Kupfer: You’ve done extensive studies of the animal world. Are there any species that have served as mentors to you?
Benyus: I love unlikely species, especially ones found in bogs. Most people don’t see a lot of beauty in bogs, but I think they’re amazing. I’ve spent time in “quaking bogs,” which are green mattresses of sphagnum and other mosses — sometimes called “peat” — floating on cold, acidic water. As you walk on the mattress, it literally undulates. In bogs there are stunted trees and spruces and small, elfin plants that hang their roots in very cold water, which makes it difficult for them to photosynthesize. Some bog plants are carnivorous, and their leaves have special hairs that secrete droplets of sticky adhesive: insects land and get stuck, and the plant releases enzymes to digest the body of the insect. I’m attracted to life-forms like this, which survive in adversity.
Kupfer: Humanity is facing adversity on a global scale. Do you think we took a wrong turn with the petrochemical-fueled Industrial Revolution?
Benyus: I think fossil fuels were discovered before our consciousness had evolved enough to know what to do with all that energy. We’ve been mesmerized by internal combustion, enthralled by fire. It’s given us almost supernatural powers, multiplying our muscle power by thousands and enabling us to move mountains, literally. People think all we need to fix our predicament is a free source of energy, but I think we need to change our behaviors. More energy would just help us deplete the earth’s lifeblood faster.
For the most part life operates on very small amounts of energy.

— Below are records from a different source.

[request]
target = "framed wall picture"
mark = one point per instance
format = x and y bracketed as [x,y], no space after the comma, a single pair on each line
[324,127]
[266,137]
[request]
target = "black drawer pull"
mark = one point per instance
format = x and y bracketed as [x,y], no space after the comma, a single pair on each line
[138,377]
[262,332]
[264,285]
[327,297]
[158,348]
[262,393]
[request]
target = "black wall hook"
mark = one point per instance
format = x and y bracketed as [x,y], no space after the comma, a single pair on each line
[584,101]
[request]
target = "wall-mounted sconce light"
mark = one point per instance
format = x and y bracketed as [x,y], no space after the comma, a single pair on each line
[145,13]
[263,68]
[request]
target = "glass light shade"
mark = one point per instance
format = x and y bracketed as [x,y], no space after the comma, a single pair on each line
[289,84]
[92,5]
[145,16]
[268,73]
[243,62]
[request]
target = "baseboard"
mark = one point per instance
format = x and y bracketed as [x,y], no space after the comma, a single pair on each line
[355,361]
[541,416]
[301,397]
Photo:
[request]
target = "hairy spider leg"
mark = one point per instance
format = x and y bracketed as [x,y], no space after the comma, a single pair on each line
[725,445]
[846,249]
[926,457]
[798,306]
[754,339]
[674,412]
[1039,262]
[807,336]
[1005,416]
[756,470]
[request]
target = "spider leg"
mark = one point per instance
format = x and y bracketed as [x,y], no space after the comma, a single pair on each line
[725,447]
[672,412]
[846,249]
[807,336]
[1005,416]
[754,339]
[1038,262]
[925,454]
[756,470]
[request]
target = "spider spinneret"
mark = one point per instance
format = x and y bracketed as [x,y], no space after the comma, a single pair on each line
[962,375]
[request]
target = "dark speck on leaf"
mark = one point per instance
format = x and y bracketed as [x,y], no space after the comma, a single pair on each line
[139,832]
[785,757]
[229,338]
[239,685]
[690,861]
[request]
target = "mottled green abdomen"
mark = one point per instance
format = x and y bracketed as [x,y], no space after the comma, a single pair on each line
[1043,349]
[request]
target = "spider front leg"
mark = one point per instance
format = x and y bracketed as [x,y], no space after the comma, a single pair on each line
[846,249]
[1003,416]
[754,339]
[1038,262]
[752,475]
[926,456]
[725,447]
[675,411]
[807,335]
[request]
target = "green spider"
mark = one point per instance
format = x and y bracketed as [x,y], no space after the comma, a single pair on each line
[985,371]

When you look at the natural world, you see that organisms do not use high heats or high pressures or toxic chemicals to achieve their ends. A few do use toxins, such as venoms, in small amounts, but none heat anything with explosive force. Biomimicry asks whether we can accomplish our goals without heating things up and smashing them together. Can we start to appreciate the subtle energies around us?